Conrad’s work in progress will never make it into print. Abigail had the only copy of the manuscript, ten blue-lined sheets stained with gin and smeared as
h, and she gave it to her lawyers, and sent a Xerox to me, across the top of which she wrote “Exhibit A!!!” It is, in fact, Defense Exhibit A, and on its strength alone Miles Minden is confident of acquittal. You could tell that the sheets had been pleated and crimped together at one end, like a child’s homemade fan. Whether he did this, or Abigail, I have absolutely no idea. Yes I do. It was him.
It isn’t really a manuscript at all, just ten handwritten pages of false starts, framed and punctuated by filthy cartoons, the pornography of a demented, ungifted child: naked women, all headless, all violated, mangled, rearranged, in a variety of ways, exhaustive rather than ingenious. Interspersed with these are what one might take to be abstract doodles, if one were not aware that their creator had the benefit of extensive medical training. Both text and illustration are accomplished with blue ballpoint ink. Each uterine triangle is darkened so thoroughly that the cheap paper bellies out beneath.

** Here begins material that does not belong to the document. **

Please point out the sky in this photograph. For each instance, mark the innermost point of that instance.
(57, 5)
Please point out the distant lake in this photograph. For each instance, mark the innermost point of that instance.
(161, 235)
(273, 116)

When these pages arrived in the mail here, three weeks after his death, I read them on my feet, unable to sit down or even lean back against the wall. I remember Gloria Gomes asking me if I was all right, and telling her, Just fine, thanks. I stood there and pretended, all to myself, that what shocked me was the prose. I knew he wrote garbage, I thought, but really. Then I went back and analyzed the text, observing clear evidence of his pathological view of women, his deteriorating self-control. There never would have been a book, not even if he had lived. He was too far gone to organize his fear and loathing into even the tritest narrative thread. Tsk, tsk, tsk.
Reading Conrad Lowe’s de facto last will and testament was like the morning I woke up in the house I had shared with my sister for almost all of our lives and refused, for as long as I was able, to see the gaping breach in our wall. Just how plain is the nose on your face? Unless you’re looking in a mirror?